Americans' views on corporal punishment are more in line with that of the Koreans, 90 percent of whom favored corporal punishment. On the other side of the spectrum are "19 countries that have banned spanking and three others that have partially banned it" (Bazelon 744). Sweden was the first country to pass a law banning corporal punishment in 1979. Statistically, parents of Swedish children born in the 1950s almost universally used corporal punishment; that dropped to nearly 14 percent for kids born in the late 1980s, and in 2000 only 8 percent of parents reported physically punishing their kids (Bazelon 744). As a result, between 1980 and 1996, only one abuse related death occurred in Sweden suggesting that banning corporal punishment did have a significant impact on the safety of children. However, in the United States, "reports of abuse spiked following enactment of child protective laws in the 1970s" (Bazelon 744). .

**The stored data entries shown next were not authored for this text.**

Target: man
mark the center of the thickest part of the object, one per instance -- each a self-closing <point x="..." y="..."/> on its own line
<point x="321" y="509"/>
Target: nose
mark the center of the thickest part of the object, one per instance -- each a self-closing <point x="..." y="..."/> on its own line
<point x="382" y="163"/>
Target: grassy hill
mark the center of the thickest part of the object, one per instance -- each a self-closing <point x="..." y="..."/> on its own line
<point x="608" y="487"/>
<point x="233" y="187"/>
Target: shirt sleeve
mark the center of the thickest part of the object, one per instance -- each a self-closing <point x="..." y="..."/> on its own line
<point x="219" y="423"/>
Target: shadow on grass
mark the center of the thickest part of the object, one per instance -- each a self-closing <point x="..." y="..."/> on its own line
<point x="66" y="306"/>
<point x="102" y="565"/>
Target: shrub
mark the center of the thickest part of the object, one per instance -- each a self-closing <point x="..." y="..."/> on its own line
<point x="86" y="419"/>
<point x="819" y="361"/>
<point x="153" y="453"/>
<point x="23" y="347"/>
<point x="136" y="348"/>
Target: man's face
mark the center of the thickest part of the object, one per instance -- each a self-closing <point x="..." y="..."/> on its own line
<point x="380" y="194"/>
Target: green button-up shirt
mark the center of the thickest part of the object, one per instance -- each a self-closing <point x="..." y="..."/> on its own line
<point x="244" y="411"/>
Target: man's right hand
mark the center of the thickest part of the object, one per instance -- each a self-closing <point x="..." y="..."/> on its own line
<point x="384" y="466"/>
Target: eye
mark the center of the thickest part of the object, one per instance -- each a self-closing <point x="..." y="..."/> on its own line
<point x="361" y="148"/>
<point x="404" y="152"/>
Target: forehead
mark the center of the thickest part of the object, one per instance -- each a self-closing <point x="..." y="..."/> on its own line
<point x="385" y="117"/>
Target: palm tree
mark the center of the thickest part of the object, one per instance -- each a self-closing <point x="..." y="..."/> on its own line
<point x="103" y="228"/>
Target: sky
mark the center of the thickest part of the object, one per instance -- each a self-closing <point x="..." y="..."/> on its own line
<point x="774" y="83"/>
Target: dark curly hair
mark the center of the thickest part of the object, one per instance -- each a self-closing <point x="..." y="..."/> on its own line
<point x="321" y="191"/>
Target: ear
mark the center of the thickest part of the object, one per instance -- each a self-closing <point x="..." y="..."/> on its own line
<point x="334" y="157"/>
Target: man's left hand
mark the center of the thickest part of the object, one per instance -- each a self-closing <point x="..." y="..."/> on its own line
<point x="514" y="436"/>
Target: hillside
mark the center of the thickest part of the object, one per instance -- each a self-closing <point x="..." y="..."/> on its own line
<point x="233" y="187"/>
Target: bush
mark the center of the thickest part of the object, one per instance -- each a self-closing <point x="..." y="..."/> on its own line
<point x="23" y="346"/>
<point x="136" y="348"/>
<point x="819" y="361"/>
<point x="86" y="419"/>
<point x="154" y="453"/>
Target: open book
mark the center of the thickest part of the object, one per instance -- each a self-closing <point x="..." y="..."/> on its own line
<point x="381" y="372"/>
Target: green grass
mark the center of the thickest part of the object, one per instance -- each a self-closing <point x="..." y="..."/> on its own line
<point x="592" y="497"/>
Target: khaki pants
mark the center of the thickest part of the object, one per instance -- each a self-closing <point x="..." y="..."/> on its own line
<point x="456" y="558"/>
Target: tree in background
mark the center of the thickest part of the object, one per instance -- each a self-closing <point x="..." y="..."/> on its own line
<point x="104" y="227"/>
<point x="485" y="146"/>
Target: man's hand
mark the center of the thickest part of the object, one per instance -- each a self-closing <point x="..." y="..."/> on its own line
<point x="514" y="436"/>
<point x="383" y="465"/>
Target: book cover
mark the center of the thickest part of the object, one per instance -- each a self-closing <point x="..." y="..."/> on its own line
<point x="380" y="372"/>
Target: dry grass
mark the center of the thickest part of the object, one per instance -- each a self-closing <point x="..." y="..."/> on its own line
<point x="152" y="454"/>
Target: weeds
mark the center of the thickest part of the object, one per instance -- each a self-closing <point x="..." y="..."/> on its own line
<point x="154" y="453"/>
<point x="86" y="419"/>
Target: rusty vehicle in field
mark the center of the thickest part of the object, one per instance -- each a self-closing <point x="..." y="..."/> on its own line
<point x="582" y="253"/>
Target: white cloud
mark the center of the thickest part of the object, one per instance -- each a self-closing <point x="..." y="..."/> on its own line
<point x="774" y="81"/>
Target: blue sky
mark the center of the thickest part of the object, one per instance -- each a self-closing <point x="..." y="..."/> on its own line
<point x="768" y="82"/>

             According to Bazelon, American psychologists are also divided by their views on corporal punishment. In a 2000 article in the Clinical Child and Family Psychology Review, Dr. Robert Larzelere, who approves of spanking, reviewed numerous studies and concluded that spanking young children can be effective when other measures of discipline are used in conjunction. On the contrary, in a 2002 article in Psychology Bulletin, Dr. Elizabeth Gershoff, who does not approve of spanking, reviewed numerous studies and concluded that aggression in children and risk of physical abuse were directly related to corporal punishment. This deadlock gives advocates on both sides of the debate the freedom to argue their point. .
             Bazelon concludes with a study she believes stands out by University of California at Berkeley psychologist, Diana Baumrind, who conducted a study in northern California from 1968 to 1980, tracking 100 white, middle-class families. She studied the "effects of occasional spanking compared to frequent spanking and no spanking at all," (Bazelon 745).